Summary: Biological sequencing of the fusion peptides of SARS-CoV and SARS-CoV-2 found them to be a 93% match. Calcium ions interacting with the fusion peptide alters the peptide’s structure, and how it interacts with membranes to promote infection. The findings provide a potential target for antiviral development to treat coronavirus.
Source: Cornell University
Researchers from Cornell University have identified a possible target for antiviral treatment for COVID-19.
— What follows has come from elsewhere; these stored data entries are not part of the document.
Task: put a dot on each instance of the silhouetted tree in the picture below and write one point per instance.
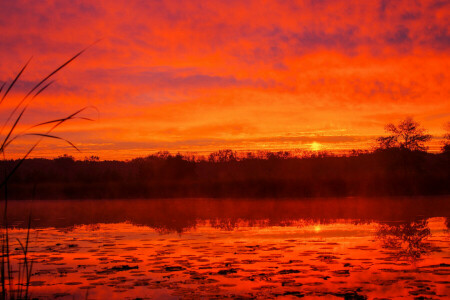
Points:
(408, 241)
(408, 134)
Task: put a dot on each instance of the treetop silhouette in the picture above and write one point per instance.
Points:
(408, 134)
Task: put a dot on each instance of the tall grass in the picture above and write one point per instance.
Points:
(15, 283)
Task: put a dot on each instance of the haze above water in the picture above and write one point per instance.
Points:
(219, 248)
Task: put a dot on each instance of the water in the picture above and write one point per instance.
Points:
(209, 248)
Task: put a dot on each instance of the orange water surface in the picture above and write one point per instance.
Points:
(239, 257)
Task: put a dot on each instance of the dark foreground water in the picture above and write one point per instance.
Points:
(210, 248)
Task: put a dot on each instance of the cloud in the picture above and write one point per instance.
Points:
(227, 70)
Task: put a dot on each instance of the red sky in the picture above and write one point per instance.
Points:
(206, 75)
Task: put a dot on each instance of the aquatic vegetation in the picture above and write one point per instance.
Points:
(18, 288)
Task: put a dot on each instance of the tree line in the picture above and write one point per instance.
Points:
(399, 165)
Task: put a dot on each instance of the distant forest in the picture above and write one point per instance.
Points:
(382, 172)
(399, 166)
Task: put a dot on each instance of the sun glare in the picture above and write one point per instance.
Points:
(315, 146)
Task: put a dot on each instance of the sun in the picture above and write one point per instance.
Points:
(315, 146)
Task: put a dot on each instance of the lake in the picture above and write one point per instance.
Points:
(351, 248)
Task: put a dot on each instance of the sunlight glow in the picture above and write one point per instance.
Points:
(315, 146)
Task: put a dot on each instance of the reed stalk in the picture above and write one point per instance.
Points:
(11, 287)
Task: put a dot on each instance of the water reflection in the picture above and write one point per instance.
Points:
(179, 215)
(407, 241)
(200, 248)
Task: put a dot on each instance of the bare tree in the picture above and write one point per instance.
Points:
(408, 134)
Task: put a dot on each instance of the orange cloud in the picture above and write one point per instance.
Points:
(205, 75)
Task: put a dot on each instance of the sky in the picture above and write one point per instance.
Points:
(199, 76)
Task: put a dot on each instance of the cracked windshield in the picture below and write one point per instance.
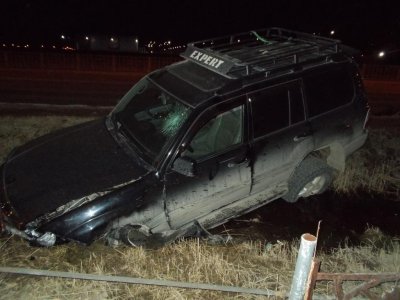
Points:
(150, 117)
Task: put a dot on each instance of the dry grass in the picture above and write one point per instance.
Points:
(248, 264)
(253, 264)
(374, 168)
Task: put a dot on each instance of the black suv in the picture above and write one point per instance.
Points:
(243, 120)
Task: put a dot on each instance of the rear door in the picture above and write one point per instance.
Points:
(281, 137)
(329, 96)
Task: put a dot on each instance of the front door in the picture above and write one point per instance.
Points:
(223, 176)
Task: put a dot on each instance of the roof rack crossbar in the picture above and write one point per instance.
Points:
(256, 51)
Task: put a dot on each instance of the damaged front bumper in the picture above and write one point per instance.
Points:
(46, 239)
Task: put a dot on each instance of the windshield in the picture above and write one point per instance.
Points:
(150, 117)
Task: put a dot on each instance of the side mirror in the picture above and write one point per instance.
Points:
(185, 166)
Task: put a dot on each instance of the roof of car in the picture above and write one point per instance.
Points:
(220, 65)
(266, 51)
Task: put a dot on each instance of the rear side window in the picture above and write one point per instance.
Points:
(276, 108)
(328, 90)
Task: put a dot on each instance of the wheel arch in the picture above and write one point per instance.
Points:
(333, 154)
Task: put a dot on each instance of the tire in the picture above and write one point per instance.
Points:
(313, 176)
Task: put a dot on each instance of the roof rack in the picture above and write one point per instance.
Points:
(261, 51)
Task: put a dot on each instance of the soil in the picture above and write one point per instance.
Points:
(345, 219)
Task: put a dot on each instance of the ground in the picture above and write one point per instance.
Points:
(359, 233)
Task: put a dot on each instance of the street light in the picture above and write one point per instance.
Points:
(384, 53)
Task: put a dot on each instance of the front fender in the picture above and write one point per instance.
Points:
(87, 222)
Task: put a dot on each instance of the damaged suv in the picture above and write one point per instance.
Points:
(241, 121)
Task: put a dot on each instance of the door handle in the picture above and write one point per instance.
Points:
(301, 137)
(234, 164)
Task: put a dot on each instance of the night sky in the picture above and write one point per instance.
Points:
(362, 23)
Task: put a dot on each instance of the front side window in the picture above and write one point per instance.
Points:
(218, 134)
(270, 110)
(150, 117)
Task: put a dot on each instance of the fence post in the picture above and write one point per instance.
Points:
(303, 265)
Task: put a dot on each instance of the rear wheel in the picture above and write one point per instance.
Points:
(313, 176)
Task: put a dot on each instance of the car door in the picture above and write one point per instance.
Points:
(219, 149)
(282, 137)
(329, 96)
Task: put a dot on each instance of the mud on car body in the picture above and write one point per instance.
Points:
(242, 121)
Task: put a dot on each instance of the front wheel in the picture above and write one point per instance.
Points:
(313, 176)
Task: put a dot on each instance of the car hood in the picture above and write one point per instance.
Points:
(72, 163)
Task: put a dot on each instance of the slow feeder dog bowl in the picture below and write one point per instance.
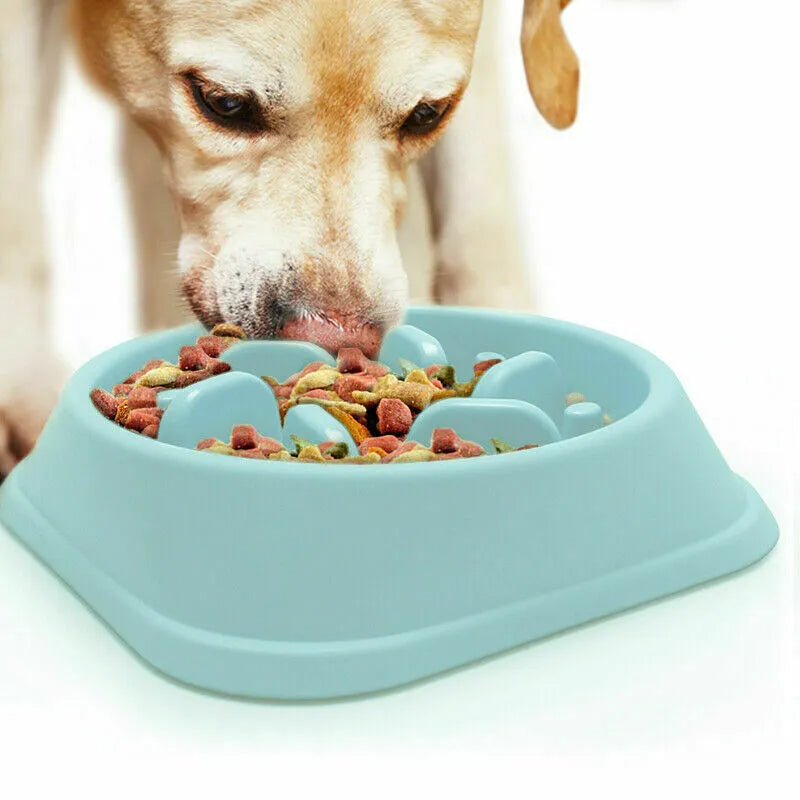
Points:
(313, 580)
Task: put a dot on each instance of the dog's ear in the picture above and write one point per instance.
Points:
(551, 65)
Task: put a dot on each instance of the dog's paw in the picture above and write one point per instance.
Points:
(25, 404)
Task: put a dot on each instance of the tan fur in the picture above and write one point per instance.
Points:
(350, 68)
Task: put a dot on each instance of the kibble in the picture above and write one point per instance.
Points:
(375, 406)
(394, 417)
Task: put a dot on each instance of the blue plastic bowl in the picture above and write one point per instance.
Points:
(281, 580)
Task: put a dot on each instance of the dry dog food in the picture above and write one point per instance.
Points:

The researchers initially set out to analyze the structure and characteristics of SARS-CoV (severe acute respiratory syndrome coronavirus) and MERS-CoV (Middle East respiratory syndrome coronavirus), with a focus on the spike protein – specifically the fusion peptide – that allows these viruses to infect cells by transferring their genome.
As the current pandemic escalated, the researchers compared the biological sequences of the fusion peptides of SARS-CoV to SARS-CoV-2, the virus that causes COVID-19, and found them to be a 93% match.
Susan Daniel’s lab specializes in the biophysics of the cell membrane envelope; Gary Whittaker’s team studies the entry of influenza and coronaviruses into host cells. Their combined group is drilling down into the intricate procedure of membrane fusion – a critical part of the mechanism by which coronaviruses spread.
Membrane fusion is a multistep process that begins with the virus recognizing that it’s found the right type of cell to infect. To do this, the virus receives feedback from the chemical environment, including cues like the receptor that the host cell presents. The virus then attaches to the host cell receptor by way of the spike protein.
Next, a piece of the spike protein, called the fusion peptide, interacts directly with the host cell membrane and facilitates merging to form a fusion pore, or opening. The virus then transfers its genome into the host cell through this pore. These genomic instructions essentially commandeer the host’s machinery to produce more viruses.
The group found that calcium ions interacting with the fusion peptide can change the peptide’s structure, and how it interacts with membranes in ways that promote infection in MERS and SARS. Now, the researchers are turning their attention to SARS-CoV-2 because the fusion peptides are consistent in all three viruses.
The team is hopeful the research can illuminate some of the chemistry-related questions surrounding COVID-19, such as how it was able to move into humans, what chemical cues facilitated that process, and why the virus is able to replicate so easily in the respiratory tract. The team’s findings have led to supplemental funding from the National Institutes of Health (NIH), through its Research Project Grant program, to develop an antibody that could block the virus’s entry by interacting with the fusion peptide.
About this COVID-19 research article
Source: Cornell University Media Contacts: Gillian Smith – Cornell University Image Source: The image is in the public domain.
Coronavirus Membrane Fusion Mechanism Offers a Potential Target for Antiviral Development
The coronavirus disease 2019 (COVID-19) pandemic has focused attention on the need to develop effective therapies against the causative agent, SARS-CoV-2, and also against other pathogenic coronaviruses (CoV) that have emerged in the past or might appear in future. Researchers are therefore focusing on steps in the CoV replication cycle that may be vulnerable to inhibition by broad-spectrum or specific antiviral agents. The conserved nature of the fusion domain and mechanism across the CoV family make it a valuable target to elucidate and develop pan-CoV therapeutics. In this article, we review the role of the CoV spike protein in mediating fusion of the viral and host cell membranes, summarizing the results of research on SARS-CoV, MERS-CoV, and recent peer-reviewed studies of SARS-CoV-2, and suggest that the fusion mechanism be investigated as a potential antiviral target. We also provide a supplemental file containing background information on the biology, epidemiology, and clinical features of all human-infecting coronaviruses, along with a phylogenetic tree of these coronaviruses.